San Francisco restaurants open kitchens to refugee chefs
The Refugee food Festival a joint initiative of the United Nations Refugee Agency and a French nonprofit.
UNITED STATES.- San Francisco’s Tawla restaurant, Muna Anaee powdered her hands with flour and gently broke off a piece of golden dough to prepare bread eaten in Iraq, the country she fled with her family.
Anaee was preparing more than 100 loaves for diners Wednesday night as part of a program that lets refugees aspiring to be chefs work in professional kitchens.
The Refugee Food Festival — a joint initiative of the United Nations Refugee Agency and a French nonprofit, Food Sweet Food — started in Paris in 2016 and came to the U.S. for the first time this year, with restaurants in New York participating as well. The establishments’ owners turn over their kitchens to refugee chefs for an evening, allowing them to prepare sampling platters of their country’s cuisine and share a taste of their home.
Restaurants in 12 cities outside the U.S. are taking part in the program this month.
“It’s been a big dream to open a restaurant,”said Anaee, 45, who now has a green card.
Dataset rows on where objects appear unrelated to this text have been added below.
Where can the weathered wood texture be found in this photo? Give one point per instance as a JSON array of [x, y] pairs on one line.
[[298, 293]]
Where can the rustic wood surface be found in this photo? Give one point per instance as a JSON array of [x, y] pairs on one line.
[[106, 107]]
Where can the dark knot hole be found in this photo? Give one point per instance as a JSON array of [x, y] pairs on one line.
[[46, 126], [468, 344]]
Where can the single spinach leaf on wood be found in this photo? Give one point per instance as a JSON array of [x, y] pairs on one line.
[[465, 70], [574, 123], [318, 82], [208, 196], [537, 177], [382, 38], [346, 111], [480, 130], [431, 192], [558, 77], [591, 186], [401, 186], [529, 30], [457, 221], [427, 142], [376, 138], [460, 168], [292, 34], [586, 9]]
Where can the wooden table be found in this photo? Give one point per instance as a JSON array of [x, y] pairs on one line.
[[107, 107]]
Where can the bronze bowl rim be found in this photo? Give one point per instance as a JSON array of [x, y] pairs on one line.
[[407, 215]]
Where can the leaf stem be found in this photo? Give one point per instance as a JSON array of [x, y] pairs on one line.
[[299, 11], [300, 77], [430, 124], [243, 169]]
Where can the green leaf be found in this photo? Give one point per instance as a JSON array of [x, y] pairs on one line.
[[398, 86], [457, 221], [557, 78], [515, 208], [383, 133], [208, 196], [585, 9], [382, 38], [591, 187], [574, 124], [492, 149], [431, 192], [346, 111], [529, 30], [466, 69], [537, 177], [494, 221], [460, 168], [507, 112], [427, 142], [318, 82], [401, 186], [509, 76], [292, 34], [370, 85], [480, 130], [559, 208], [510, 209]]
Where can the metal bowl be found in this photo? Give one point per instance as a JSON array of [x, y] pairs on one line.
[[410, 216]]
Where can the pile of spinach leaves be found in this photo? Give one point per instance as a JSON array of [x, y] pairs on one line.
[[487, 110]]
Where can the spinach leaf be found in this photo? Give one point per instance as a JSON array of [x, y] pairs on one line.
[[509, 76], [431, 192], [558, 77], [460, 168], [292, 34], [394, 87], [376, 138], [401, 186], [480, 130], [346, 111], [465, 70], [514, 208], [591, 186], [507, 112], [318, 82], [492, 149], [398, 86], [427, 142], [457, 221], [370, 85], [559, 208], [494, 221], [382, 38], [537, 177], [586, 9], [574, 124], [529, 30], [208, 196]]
Anaee was among five refugees chosen to showcase their food in San Francisco — each at a different restaurant and on a different night, from Tuesday through Saturday. Organizers say the goal is to help the refugees succeed as chefs and raise awareness about the plight of refugees worldwide.
It’s important to “really get to know these refugees and their personal stories,” said Sara Shah, who brought the event to California after seeing it in Belgium.
Anaee and her husband and two children left Baghdad in 2013 over concerns about terrorism and violence. She worked as a kindergarten teacher in Iraq, not a chef, but was urged to pursue cooking as a career by peers in an English class she took in California after they tasted some of her food.
Azhar Hashem, Tawla’s owner, said hosting Anaee was part of the restaurant’s mission to broaden diners’ understanding of the Middle East — a region that inspires some of its dishes.
“Food is the best — and most humanizing — catalyst for having harder conservations,” she said.
The four other aspiring chefs serving food in San Francisco are from Myanmar, Bhutan, Syria and Senegal.